The plaintiffs fail to allege any facts establishing that the defendants' conduct was extreme or outrageous and fail to identify emotional distress in the plaintiffs. The alleged conduct is neither extreme nor outrageous. The plaintiffs plead "conclusory allegations and resort to a bare boned recitation of the elements." (Doc. 51 at 27) Thus, Count V fails to satisfy Rule 8(a) and is dismissed. Count VI — Tortious Interference With a Contract
To succeed in a tortious interference claim the plaintiffs must plead "(1) the existence of a business relationship . . . (2) knowledge of the relationship on the part of the defendant; (3) an intentional and unjustified interference with the relationship by the defendant; and (4) damage to the plaintiff as a result of the breach of the relationship." Tamiami Trail Tours, Inc. v. Cotton, 463 So.2d 1126, 1127 (Fla. 1985).

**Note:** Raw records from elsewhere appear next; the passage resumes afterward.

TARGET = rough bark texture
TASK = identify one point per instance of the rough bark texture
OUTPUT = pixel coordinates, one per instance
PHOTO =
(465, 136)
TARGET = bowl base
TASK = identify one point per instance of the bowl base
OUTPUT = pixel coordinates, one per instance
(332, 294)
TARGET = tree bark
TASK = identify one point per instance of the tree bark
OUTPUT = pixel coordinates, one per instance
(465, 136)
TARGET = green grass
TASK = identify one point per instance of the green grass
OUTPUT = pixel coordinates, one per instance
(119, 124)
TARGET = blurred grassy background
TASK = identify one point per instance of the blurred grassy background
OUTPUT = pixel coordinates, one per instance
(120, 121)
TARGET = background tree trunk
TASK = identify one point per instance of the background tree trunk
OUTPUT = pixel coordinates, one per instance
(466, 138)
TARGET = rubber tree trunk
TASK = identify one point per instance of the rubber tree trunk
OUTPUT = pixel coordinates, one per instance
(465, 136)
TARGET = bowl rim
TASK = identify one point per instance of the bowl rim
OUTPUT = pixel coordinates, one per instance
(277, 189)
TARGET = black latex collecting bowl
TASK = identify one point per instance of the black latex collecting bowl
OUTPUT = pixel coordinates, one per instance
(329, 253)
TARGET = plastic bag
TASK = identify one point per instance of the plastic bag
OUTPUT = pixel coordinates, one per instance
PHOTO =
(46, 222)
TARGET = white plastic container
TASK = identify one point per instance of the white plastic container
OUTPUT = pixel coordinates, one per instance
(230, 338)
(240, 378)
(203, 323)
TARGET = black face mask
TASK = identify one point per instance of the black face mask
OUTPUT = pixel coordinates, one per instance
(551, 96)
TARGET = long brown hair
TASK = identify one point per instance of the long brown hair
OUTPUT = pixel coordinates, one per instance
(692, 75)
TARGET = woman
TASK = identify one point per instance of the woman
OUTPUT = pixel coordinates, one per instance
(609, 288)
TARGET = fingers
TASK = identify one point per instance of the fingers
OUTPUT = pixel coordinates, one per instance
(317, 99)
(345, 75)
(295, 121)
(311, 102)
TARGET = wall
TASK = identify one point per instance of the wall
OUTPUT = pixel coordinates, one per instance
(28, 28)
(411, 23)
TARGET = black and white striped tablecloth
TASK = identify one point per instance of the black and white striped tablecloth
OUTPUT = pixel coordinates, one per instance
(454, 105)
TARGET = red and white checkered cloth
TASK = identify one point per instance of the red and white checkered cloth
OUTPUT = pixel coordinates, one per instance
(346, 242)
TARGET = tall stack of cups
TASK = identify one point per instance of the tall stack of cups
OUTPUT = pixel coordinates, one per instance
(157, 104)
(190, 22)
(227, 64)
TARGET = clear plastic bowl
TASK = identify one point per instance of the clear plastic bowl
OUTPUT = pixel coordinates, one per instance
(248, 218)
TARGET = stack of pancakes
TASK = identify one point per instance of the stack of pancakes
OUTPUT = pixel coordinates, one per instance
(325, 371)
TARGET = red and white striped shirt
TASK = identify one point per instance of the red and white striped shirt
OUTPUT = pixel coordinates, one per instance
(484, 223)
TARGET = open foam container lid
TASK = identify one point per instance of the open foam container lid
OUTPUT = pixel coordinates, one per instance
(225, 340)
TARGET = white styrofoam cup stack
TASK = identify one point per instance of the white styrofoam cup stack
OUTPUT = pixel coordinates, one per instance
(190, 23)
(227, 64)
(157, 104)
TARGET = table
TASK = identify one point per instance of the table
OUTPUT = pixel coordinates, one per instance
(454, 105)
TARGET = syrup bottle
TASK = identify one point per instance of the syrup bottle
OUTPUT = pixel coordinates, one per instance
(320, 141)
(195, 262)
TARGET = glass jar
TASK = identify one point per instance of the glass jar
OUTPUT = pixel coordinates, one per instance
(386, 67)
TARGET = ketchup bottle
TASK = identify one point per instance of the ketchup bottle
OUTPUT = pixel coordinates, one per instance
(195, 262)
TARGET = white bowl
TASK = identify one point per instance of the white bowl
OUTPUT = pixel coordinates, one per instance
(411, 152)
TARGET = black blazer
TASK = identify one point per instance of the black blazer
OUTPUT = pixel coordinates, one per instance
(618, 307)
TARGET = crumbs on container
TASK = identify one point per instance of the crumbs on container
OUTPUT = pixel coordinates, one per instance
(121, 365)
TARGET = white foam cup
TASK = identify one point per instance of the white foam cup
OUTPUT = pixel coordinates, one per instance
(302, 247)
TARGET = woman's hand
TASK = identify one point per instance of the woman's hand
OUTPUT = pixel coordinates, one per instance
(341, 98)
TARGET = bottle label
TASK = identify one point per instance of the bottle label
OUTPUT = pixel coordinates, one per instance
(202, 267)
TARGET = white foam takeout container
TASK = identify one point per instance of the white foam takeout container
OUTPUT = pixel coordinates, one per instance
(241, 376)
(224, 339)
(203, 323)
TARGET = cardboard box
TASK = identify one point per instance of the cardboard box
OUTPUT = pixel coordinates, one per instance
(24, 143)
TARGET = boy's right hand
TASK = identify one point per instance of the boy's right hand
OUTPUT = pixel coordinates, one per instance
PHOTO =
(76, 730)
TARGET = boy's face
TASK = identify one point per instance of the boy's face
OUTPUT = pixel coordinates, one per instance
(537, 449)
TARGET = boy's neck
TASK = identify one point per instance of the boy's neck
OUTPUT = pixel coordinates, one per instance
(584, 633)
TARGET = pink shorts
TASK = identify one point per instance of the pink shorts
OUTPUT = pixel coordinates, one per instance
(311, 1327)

Count VI falls foul of Rule 8(a) because the plaintiffs fail to plead the existence of any particular agreement or business relationship between QHP-HMO and QHP, fail to describe the actions taken by the defendants to interfere with such an agreement, and fail to adequately allege damages caused by the defendants' purported interference.
CONCLUSION
The motions to dismiss (Docs. 51, 52) are GRANTED-IN-PART. The plaintiffs sufficiently state a claim under Counts I, II, III, and VII. Counts IV, V, and VI are DISMISSED WITH PREJUDICE. No later than JANUARY 25, 2017, the plaintiffs must amend the complaint to comply with this order (that is, to re-number the counts consecutively, omitting the dismissed counts and adding no new claims) and condense the complaint to no more than twenty-five pages. All parties are reminded of the September 23, 2016 order, which states that "[t]he complaint in this action is excessive in length and the other papers apparently trend in the same direction. This order creates no precedent or expectation for further enlargements of motions or other papers." (Doc. 50)
ORDERED in Tampa, Florida, on January 11, 2017.